As a New York Yankees fan, I remember feeling dismayed when the formidable fastball player Carsten Charles (CC) Sabathia Jr. signed up for rehab early in the 2015 playoffs. Couldn’t he have waited for November? I’m ashamed to remember it now, and any fan reading “Till the End” could too.
Beautifully rendered with the help of journalist Chris Smith, “Till the End” opens, in a drama, during the last weekend of the 2015 season. CC gets lost on the team bus to the airport and continues to drink on a flight from New York to Baltimore, then on the bus into town. Upon arriving at the Four Seasons hotel, he hit the minibar and continued his frenzy: beer, wine, whiskey, tequila and his go-to, “Henny” (Hennessy). When this was emptied, he called room service. Then he ordered a cousin to bring him more.
When he arrived at Camden Yards on Sunday morning, the 325-pound, 6-foot-7 pitcher – a veteran of three surgeries and “hundreds of hangovers” – was belligerent and desperate. He continued to pour drinks, conveniently hidden in a stadium storage room. And then, half an hour before he was scheduled to warm up in the pen, he realized he couldn’t do it. He walked into Director Joe Girardi’s office and asked to be removed from the active list. It was his bravest pitch.
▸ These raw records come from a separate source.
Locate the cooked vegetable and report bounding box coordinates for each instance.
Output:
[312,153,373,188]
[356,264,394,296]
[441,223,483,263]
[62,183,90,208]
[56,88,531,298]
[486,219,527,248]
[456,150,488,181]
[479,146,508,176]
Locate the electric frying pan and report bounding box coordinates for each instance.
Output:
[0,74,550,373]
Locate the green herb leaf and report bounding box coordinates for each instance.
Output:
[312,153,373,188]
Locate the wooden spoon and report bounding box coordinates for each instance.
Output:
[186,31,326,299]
“Till the End” is more than a tale of alcoholism. There are plenty of heartwarming baseball moments, from Yankee Stadium to silence when Derek Jeter broke his ankle in a CC playoff game recording his 3,000th strikeout (one of three left-handers to achieve this. Mark). But the driving story is the emotional turmoil that drove Sabathia to Girardi’s office, and it started young. Raised in Vallejo, Calif., A working-class town north of Oakland, CC had his first drink at age 14 and found it relaxed. “So I started drinking more and hiding it.”
Why did he drink? He was socially awkward and drinking made the awkwardness go away. He didn’t understand why his father had left the house, and although his father reappeared occasionally, there were too many times CC looked up in the stands and couldn’t find him – and no one talked about it. And the ‘hood was full of trouble.